If they wanted to kill all of us, they'd go about it differently, but bin Laden wants -- no, needs -- an audience, and we're letting him steal the whole darn show! Can we please have some fun now? The "required" sadness that bin Laden has tried to impose on us is draining my energy, not to mention that it reminds me of the "required political correctness" that used to be in style before the "required flag waving" came back.

Remember, any day is a good day, so please print more fun articles for us. And let's laugh a little -- really, it's OK, even patriotic! Laughter defeats terror every time.

-- Dillon Doyle

Here's the pitch:

We send a killer cyborg back in time to kill bin Laden's mother before he's born.

-- Richard Edwards

Read "Bin Laden as Lex Luthor" by Gale Holland.

I find it quite interesting that Gale Holland sees similarities between bin Laden and Lex Luthor. Back a few weeks ago when President Bush vowed to stamp out evil in the world, I kept expecting to see him addressing the country while fully decked out in his Batman costume.

-- Thomas Christner

At risk of sounding like a big ol' comic geek, I have to disagree with the conclusion that bin Laden is Lex Luthor. He's actually Doctor Doom.

Doctor Doom was a former friend of the Fantastic Four. Like Luthor -- at least, the classic version -- the root of his evil was spawned by an accident that caused a physical deformity: the scarring of Doom's face, to Luthor's baldness.

However, Luthor has generally been motivated by greed and personal revenge, while Doom has loftier motives. He believes he is truly right, and is doing what is best for his people. Bin Laden, likewise, seems to be motivated not only by a hatred for America, but also by a desire to see American presence removed from his homelands.

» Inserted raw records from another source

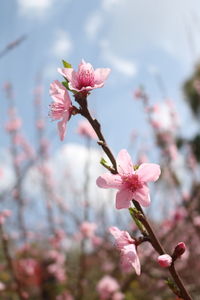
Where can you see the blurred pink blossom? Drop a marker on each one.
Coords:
(127, 248)
(86, 130)
(61, 108)
(2, 286)
(118, 296)
(14, 125)
(164, 260)
(86, 78)
(132, 184)
(106, 287)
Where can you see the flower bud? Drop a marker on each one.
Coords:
(164, 260)
(179, 250)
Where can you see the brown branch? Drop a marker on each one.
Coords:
(82, 100)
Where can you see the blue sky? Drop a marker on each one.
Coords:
(134, 38)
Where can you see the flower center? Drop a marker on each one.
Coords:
(133, 182)
(85, 78)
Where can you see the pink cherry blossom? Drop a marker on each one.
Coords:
(86, 78)
(118, 296)
(127, 248)
(61, 108)
(106, 287)
(86, 130)
(132, 184)
(164, 260)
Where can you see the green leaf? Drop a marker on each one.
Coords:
(66, 64)
(135, 214)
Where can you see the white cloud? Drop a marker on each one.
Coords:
(118, 63)
(62, 45)
(34, 7)
(69, 175)
(136, 26)
(109, 4)
(93, 24)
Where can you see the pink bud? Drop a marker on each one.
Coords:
(164, 260)
(179, 250)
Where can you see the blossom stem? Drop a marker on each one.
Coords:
(158, 247)
(97, 128)
(10, 263)
(82, 101)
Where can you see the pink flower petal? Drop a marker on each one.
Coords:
(149, 172)
(66, 72)
(108, 180)
(124, 163)
(142, 196)
(123, 199)
(101, 74)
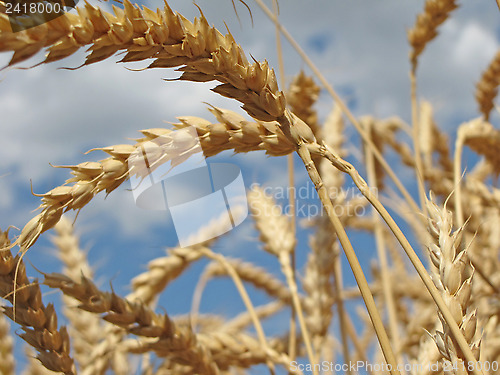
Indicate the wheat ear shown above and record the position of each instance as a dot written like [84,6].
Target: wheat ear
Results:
[90,178]
[136,318]
[426,25]
[7,364]
[85,329]
[487,87]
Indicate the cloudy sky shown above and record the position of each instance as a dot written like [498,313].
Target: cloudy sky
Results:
[49,115]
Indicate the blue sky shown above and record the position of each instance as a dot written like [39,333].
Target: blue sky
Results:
[48,115]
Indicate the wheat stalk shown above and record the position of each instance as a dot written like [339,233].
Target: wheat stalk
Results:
[487,87]
[38,321]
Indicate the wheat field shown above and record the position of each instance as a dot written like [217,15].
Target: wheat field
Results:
[393,273]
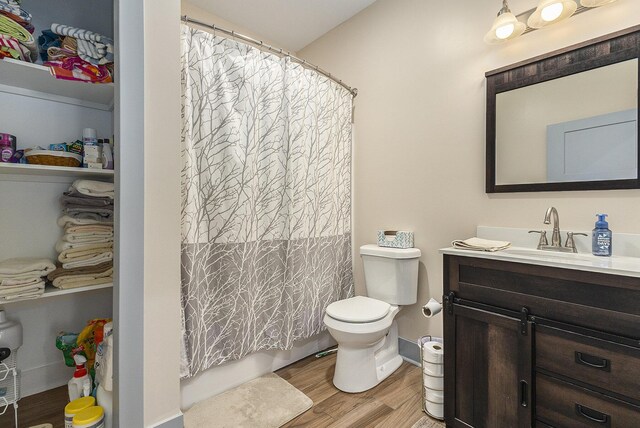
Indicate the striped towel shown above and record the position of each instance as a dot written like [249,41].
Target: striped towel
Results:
[92,47]
[12,8]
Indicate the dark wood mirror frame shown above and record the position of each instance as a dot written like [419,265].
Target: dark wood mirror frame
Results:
[610,49]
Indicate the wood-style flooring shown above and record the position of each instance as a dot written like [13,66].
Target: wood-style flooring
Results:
[38,409]
[395,403]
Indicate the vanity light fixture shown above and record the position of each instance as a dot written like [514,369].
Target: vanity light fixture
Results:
[595,3]
[505,27]
[551,11]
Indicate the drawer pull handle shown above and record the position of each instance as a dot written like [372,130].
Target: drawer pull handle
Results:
[592,415]
[594,362]
[524,393]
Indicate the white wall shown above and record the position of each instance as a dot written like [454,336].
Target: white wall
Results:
[419,159]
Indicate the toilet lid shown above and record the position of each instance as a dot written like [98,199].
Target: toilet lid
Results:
[358,309]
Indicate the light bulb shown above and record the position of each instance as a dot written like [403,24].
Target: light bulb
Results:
[505,31]
[552,12]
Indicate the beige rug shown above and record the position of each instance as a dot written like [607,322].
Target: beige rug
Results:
[427,422]
[266,402]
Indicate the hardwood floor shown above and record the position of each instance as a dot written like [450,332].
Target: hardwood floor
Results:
[395,403]
[46,407]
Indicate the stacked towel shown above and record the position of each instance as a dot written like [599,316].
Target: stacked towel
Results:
[22,278]
[478,244]
[86,248]
[76,54]
[16,39]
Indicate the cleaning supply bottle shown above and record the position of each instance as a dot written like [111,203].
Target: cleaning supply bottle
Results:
[80,383]
[601,237]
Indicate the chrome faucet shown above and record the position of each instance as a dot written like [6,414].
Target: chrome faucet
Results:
[556,241]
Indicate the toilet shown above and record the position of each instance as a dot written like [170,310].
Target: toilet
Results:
[364,327]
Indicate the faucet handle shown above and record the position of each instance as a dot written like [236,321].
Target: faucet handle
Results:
[543,237]
[570,242]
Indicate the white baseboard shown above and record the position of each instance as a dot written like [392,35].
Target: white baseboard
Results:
[221,378]
[176,421]
[38,379]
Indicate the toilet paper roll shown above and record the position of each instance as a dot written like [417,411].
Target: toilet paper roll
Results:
[433,352]
[433,382]
[433,369]
[431,308]
[434,396]
[435,409]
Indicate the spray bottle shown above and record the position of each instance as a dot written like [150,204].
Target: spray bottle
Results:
[80,383]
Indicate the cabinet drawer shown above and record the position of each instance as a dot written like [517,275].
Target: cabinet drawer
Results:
[597,362]
[562,404]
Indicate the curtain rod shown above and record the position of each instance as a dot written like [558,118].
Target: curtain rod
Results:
[304,63]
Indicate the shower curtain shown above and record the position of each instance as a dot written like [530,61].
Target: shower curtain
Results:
[266,200]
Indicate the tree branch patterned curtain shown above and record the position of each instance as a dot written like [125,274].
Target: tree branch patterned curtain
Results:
[266,200]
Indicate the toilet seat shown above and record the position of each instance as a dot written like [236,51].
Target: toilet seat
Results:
[358,309]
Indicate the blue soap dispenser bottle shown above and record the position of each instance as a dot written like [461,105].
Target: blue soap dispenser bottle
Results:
[601,237]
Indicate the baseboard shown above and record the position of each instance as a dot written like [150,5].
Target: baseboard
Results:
[176,421]
[38,379]
[409,351]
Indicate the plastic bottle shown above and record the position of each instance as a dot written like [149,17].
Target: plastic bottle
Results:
[601,237]
[105,400]
[80,383]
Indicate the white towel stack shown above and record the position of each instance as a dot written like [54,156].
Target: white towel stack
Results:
[478,244]
[86,248]
[23,278]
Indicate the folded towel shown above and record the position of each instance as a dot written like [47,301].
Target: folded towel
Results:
[94,188]
[11,28]
[78,219]
[478,244]
[104,212]
[93,238]
[20,282]
[25,267]
[88,261]
[72,196]
[71,282]
[64,245]
[21,292]
[92,47]
[90,228]
[77,254]
[86,270]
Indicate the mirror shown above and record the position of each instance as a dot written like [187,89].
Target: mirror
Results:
[567,120]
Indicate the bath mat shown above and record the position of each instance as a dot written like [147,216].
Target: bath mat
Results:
[427,422]
[266,402]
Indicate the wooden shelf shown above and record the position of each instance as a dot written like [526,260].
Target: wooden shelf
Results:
[53,171]
[54,292]
[24,78]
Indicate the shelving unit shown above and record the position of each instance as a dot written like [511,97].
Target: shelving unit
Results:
[55,292]
[54,171]
[34,80]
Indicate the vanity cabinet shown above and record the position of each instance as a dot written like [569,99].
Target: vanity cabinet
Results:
[532,345]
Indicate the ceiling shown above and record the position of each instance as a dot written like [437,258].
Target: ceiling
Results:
[292,24]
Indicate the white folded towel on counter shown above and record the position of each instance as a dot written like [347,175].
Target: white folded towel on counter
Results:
[478,244]
[94,188]
[25,268]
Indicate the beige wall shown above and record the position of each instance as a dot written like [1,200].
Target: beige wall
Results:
[524,114]
[419,159]
[162,165]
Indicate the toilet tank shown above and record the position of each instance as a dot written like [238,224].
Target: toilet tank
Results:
[391,274]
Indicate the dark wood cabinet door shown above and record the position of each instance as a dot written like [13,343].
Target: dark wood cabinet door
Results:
[488,371]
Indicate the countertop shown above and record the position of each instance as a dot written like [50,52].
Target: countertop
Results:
[614,265]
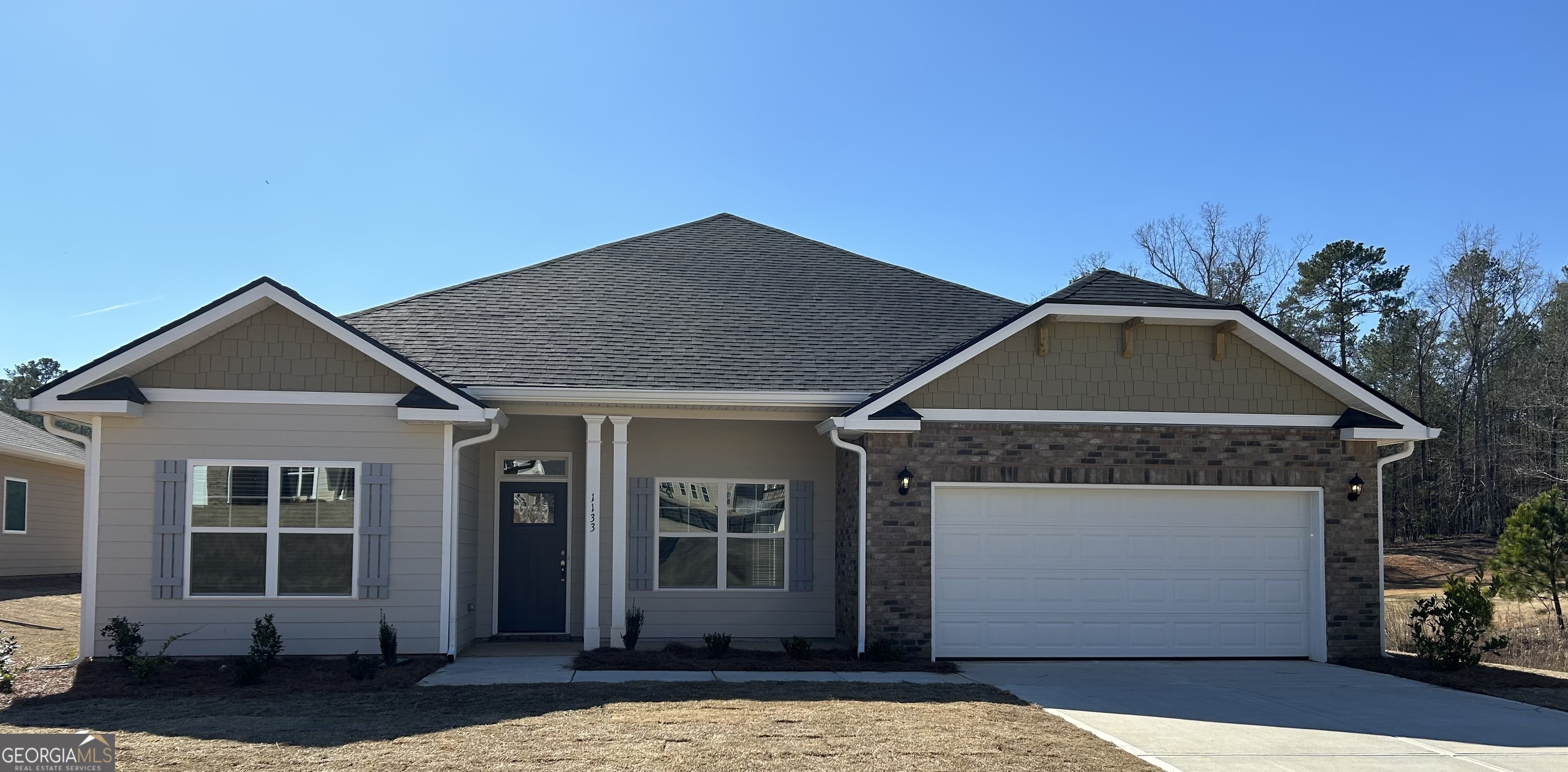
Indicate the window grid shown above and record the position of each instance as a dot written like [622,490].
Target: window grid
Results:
[716,491]
[274,530]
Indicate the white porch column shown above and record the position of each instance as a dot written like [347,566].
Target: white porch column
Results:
[618,533]
[593,456]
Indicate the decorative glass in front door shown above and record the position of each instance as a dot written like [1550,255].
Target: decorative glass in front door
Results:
[534,508]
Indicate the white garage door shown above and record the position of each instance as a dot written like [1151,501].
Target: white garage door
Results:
[1114,572]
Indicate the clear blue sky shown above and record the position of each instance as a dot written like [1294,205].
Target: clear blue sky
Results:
[156,156]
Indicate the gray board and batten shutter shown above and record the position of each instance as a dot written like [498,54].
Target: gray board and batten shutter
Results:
[168,530]
[375,531]
[640,535]
[800,536]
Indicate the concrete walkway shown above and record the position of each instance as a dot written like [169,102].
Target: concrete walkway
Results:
[476,671]
[1235,716]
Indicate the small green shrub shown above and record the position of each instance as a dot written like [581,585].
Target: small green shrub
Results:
[248,671]
[634,627]
[265,642]
[885,651]
[146,667]
[8,648]
[361,667]
[717,644]
[797,648]
[125,638]
[1448,630]
[388,635]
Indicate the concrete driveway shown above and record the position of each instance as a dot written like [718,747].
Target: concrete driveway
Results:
[1233,716]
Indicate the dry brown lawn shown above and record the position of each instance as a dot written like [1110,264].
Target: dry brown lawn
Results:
[579,727]
[46,602]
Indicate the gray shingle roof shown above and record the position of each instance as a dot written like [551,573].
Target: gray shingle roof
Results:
[722,303]
[21,434]
[1112,287]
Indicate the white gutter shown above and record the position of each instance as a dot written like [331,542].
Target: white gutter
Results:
[449,557]
[90,475]
[1382,595]
[862,541]
[667,396]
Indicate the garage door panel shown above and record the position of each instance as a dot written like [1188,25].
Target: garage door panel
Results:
[1120,547]
[1236,636]
[1109,572]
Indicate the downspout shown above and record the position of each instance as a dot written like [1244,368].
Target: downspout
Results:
[862,541]
[1382,604]
[452,535]
[87,632]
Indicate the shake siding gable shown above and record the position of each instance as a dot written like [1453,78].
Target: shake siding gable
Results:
[1172,370]
[131,450]
[274,350]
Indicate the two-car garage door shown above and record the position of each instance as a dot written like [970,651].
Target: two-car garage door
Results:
[1123,572]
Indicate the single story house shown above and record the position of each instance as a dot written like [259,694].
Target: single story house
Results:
[736,430]
[41,517]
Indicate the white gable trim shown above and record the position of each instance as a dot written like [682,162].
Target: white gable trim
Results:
[1250,330]
[209,323]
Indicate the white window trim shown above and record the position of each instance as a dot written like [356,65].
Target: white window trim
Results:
[571,561]
[27,503]
[722,536]
[272,530]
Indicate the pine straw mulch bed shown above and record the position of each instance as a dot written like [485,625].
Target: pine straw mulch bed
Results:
[1544,688]
[682,657]
[788,727]
[189,677]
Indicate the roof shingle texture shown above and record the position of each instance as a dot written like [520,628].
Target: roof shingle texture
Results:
[21,434]
[1117,289]
[716,304]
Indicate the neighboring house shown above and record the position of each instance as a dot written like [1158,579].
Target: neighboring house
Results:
[700,424]
[41,514]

Victor von Doom (his real name, I'm not making this up) cares about the people of Latveria, the little third-world country where he rules, and is hailed as a hero -- much as bin Laden enjoys popular support in some parts of the Middle East.

Doom has repeatedly attacked the Baxter building, the New York skyscraper that houses his arch-foes, the Fantastic Four -- and I don't need to spell out this particular parallel.

By contrast, the current version of Lex Luthor is an American businessman -- a rich, white millionaire seeking to extend his economic control over the world with little concern for morality. In the current comics, Lex Luthor has even been elected president of the United States of America!

Perhaps the correct comparison is George W. Bush as Lex Luthor?

-- Kynn Bartlett

Kudos to Gale Holland for her humorous yet insightful comparison of bin Laden as the real-life counterpart to Superman's arch-nemesis Lex Luthor. Just as contemporary comic scripters have injected moral ambiguity into their one-dimensional villains to increase dramatic depth and realism, the real bin Laden appears determined to remove any trace of ambiguity about his motives and goals. If bin Laden becomes any more like a comic strip baddie, the U.S. will have no choice but to put Colin Powell in blue tights and a red cape.

-- Dann Gire

Read "Rumi: No. 1 in Afghanistan and the USA" by Amy Standen.

Ms. Standen's article is really quite fine. Perhaps -- just perhaps -- if we heard more of Rumi on TV and radio and sang his poems on the way to elementary school, we would be more at peace with the world.

-- Richard Carter

I don't wish to denigrate Rumi's importance, but it's a sad commentary on our nation's ignorance that my local Borders gives a shelf and a half to Rumi and Sufism, and only half a shelf to books on Islam generally. No wonder we have so many misconceptions about the Islamic world.